Caddebostan Kültür Merkezi’nde Kadıköylü edebiyatseverlerin ilgi ile izledikleri “Okuma Atölyesi” etkinliklerini yıllardır sürdüren Prof. Dr. Ayşe Didem Uslu, Cadde Kültür Sanat’ta “Yaratıcı Yazarlık” dersleri de veriyor; her hafta birkaç oyun izleyip, sanat dergilerine tiyatro eleştirileri yazıyor.

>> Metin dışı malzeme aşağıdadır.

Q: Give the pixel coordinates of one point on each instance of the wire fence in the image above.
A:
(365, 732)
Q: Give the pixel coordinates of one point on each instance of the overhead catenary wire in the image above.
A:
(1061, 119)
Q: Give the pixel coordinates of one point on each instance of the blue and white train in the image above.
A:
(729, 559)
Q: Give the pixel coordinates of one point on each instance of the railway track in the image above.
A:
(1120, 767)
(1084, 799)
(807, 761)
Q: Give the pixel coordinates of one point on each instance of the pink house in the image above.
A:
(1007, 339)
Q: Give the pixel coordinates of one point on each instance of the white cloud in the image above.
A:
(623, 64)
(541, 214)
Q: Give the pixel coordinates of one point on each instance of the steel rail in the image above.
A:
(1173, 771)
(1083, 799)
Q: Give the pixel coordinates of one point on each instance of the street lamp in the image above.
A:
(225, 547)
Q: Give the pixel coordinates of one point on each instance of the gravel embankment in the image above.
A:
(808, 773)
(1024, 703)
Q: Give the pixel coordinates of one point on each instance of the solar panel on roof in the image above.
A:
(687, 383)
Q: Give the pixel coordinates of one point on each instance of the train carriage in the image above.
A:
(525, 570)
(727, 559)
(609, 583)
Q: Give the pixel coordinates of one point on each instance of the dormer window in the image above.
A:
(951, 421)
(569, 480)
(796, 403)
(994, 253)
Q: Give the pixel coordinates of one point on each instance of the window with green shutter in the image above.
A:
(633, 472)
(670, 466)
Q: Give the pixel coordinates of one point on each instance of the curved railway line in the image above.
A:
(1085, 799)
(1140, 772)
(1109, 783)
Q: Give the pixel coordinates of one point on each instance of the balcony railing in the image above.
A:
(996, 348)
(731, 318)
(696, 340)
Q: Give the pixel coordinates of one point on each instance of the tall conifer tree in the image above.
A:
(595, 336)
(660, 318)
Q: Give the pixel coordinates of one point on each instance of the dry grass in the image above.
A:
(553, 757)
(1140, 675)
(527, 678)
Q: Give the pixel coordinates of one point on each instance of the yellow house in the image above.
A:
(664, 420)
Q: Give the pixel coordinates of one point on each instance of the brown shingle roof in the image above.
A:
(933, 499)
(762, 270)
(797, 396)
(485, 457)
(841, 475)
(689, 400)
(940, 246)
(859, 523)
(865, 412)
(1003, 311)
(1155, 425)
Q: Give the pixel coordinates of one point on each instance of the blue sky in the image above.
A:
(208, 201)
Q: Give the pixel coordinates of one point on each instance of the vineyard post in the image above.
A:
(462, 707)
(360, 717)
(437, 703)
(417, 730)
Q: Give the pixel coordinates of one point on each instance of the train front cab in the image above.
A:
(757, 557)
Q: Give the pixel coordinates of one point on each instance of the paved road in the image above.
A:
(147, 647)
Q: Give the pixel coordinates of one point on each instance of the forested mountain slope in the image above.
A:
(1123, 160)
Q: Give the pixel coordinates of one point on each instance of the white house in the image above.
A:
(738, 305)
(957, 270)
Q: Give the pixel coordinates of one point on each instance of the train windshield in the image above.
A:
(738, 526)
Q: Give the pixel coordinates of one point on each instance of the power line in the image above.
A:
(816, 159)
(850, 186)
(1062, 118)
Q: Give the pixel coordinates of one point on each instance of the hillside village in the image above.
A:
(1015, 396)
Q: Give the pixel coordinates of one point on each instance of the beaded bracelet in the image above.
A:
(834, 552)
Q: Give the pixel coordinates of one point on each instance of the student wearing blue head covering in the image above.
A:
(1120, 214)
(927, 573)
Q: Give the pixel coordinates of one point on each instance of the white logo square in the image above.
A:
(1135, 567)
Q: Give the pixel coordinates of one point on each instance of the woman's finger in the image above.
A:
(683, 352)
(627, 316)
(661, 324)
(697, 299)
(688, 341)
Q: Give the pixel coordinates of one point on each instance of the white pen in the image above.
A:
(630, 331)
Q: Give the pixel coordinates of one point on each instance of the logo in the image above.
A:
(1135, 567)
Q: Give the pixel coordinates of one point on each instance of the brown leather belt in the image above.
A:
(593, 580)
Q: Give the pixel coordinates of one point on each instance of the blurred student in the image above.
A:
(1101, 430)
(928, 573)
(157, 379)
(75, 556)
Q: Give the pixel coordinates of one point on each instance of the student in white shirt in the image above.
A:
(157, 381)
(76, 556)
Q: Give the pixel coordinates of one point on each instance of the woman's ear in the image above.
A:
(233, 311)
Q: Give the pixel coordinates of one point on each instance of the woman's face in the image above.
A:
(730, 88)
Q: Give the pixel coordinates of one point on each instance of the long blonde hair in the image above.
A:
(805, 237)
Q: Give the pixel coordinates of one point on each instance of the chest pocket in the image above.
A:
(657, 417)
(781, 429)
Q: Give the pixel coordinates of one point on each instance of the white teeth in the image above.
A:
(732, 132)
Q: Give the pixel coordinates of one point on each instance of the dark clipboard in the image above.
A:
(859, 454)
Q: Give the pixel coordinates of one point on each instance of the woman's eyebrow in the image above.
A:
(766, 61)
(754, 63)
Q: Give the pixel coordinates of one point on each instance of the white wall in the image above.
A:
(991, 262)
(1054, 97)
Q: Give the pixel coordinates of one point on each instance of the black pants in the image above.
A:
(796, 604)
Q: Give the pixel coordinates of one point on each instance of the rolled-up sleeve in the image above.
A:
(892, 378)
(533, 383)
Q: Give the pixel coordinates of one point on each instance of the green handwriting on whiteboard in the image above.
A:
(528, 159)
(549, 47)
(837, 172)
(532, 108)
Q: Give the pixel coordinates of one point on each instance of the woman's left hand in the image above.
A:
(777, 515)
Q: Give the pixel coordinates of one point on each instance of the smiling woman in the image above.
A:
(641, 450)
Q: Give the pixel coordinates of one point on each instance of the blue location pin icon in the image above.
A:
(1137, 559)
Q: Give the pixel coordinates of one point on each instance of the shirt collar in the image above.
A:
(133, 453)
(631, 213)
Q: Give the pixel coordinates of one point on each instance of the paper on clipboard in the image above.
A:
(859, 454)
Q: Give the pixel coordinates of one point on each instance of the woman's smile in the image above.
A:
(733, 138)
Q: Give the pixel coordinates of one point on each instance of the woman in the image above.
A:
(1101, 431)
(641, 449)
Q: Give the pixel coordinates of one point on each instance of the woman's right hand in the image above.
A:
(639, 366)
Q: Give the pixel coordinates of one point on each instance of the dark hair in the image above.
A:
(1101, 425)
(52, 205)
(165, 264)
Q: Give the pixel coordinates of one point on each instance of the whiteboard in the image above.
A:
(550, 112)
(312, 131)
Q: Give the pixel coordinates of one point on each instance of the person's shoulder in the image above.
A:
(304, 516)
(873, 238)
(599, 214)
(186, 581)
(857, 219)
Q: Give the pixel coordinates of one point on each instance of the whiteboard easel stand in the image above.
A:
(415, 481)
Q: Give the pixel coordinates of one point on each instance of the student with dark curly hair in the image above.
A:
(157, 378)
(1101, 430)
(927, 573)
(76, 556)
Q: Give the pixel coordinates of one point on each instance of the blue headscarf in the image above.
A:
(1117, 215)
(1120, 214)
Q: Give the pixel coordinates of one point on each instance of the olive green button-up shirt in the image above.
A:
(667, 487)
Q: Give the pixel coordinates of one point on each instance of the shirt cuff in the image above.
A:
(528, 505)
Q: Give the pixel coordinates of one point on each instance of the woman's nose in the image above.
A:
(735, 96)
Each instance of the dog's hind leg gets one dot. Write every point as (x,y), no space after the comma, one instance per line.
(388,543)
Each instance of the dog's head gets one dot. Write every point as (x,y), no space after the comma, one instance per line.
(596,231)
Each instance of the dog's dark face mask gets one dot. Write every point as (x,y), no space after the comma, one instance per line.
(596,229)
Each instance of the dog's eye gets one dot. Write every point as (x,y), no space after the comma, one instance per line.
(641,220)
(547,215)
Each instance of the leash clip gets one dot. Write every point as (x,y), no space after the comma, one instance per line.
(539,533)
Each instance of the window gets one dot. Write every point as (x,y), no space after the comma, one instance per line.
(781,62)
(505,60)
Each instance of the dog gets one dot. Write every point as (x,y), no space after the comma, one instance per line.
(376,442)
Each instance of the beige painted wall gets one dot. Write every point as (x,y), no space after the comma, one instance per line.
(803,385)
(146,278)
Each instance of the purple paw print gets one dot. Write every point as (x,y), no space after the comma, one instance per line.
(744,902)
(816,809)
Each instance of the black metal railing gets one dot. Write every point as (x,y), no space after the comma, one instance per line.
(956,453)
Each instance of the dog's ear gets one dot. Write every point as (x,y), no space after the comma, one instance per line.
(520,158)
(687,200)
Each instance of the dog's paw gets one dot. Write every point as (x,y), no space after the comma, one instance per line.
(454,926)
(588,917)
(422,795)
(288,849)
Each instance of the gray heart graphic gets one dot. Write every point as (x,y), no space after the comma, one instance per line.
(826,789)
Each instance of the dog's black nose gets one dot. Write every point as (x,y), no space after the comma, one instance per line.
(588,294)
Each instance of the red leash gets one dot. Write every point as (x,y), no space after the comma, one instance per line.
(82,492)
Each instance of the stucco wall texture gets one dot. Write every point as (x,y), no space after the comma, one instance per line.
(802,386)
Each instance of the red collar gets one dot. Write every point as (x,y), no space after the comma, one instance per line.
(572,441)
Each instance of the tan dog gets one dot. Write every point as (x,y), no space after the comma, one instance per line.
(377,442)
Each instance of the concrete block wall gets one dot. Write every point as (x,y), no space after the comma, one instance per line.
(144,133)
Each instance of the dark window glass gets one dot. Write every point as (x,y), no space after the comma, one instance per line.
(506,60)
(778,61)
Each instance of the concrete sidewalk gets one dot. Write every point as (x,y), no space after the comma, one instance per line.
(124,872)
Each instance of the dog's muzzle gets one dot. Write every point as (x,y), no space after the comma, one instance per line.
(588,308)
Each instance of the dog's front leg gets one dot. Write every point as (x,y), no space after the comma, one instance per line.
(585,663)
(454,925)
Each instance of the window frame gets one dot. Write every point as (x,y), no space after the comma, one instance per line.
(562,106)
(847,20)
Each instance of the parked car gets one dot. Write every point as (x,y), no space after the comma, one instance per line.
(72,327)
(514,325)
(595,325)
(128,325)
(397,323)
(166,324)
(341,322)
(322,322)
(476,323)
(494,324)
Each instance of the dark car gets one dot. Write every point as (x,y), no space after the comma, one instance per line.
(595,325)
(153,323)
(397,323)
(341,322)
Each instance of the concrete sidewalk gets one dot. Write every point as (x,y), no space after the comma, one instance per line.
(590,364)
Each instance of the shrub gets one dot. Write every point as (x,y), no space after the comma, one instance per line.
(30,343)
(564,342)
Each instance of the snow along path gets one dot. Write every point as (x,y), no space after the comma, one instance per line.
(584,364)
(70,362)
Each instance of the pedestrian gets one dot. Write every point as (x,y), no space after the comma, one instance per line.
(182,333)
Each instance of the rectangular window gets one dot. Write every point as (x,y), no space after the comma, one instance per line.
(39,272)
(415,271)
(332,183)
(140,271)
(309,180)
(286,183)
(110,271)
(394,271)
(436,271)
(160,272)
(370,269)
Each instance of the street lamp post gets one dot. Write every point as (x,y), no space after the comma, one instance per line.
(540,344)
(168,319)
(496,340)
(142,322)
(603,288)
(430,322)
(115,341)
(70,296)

Kendini “Kalabalık boşluğun ortasında mizahla yaşayan, öğrencilerini çok seven bir edebiyatçı, komik bir evlat, eş ve anne” olarak tanımlayan Prof. Dr. Ayşe Didem Uslu’nun ailesinde birçok değerli akademisyen var. Hemen hepsi tıp konusunda bilime, insanlığa  hizmet etmiş çok kıymetli kişiler… Bir dönem Cumhurbaşkanımız Cevdet Sunay’ın doktoru olan Prof. Dr. Sabih Batalgazi’nin kızı Prof. Dr. A. Didem Uslu, evli ve iki oğlu var.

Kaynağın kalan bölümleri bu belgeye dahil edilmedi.